As we were with our feet pressed to aluminum petals,
in the middle of the street, waving
cars passed our tiny hands, Ponsford Park.
The tread of our wheels zipping past black
asphalt, tingling our frozen noses, dirt whipping
into our heads like wind cannons,
giving us something to write about, but not that day.
We were still children.


“Bag it up,” she said, her
fingers moved around the
ziplock binding like snakes, clamping
the sides, nails tapping,
matching greens tightly so we
wouldn’t spill over on the way home.
Her legs crossed, thighs rubbing
against each other, lace placed high on her black stokings,
mumbling something dirty. Something
really dirty.
The leviathan that once
swallowed us up in the middle of
the night, bare feet, legs uncovered, rested
on soft grass, cold in the night’s windless
wake,
will come back and ask us for our names this time.

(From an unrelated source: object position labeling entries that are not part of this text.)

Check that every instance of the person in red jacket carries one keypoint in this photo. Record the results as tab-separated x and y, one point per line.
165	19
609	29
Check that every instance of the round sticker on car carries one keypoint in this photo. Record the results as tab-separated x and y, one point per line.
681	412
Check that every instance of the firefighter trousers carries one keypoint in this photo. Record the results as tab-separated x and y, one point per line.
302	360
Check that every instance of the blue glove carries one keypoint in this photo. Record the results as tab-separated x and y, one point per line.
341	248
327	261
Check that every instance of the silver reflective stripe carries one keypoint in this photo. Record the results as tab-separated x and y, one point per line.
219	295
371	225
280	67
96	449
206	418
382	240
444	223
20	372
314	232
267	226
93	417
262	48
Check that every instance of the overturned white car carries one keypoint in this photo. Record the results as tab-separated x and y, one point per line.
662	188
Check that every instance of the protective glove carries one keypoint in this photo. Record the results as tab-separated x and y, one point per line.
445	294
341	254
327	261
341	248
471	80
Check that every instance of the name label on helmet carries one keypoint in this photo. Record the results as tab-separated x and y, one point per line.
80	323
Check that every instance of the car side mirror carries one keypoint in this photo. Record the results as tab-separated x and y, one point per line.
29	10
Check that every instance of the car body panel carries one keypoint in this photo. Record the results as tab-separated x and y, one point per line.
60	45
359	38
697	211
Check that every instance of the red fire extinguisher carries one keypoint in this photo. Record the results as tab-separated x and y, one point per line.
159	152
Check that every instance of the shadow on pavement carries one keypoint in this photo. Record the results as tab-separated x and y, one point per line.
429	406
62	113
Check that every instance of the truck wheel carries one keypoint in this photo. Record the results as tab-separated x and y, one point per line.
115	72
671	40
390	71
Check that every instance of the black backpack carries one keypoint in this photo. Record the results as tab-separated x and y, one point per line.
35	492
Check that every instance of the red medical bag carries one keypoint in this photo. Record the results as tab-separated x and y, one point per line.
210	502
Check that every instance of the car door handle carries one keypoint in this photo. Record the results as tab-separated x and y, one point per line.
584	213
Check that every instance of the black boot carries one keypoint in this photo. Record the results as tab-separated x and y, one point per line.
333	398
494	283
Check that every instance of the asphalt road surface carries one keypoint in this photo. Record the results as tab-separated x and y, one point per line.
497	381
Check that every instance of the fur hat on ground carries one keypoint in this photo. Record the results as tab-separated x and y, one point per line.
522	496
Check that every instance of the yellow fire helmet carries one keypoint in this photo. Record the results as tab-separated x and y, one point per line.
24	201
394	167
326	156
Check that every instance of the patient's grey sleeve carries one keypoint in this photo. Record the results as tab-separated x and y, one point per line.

We’ll toast it back to hell with a flick of her
lit cigarette, burnt down to the filter. Blue lips
and cold legs crossed, black skirt and a loose shirt,
peaks past my hand when it moves over
her back.
The bone of her shoulder blade
pressing against her skin makes her
a woman.
We decide to move to a higher hill
and close out our night with a gunshot-like, Hawaiian lei swaying
under the rearview, tight corners, around the empty street
meets opened-mouth smiles pressed up to each other with a 21 popshot lullaby.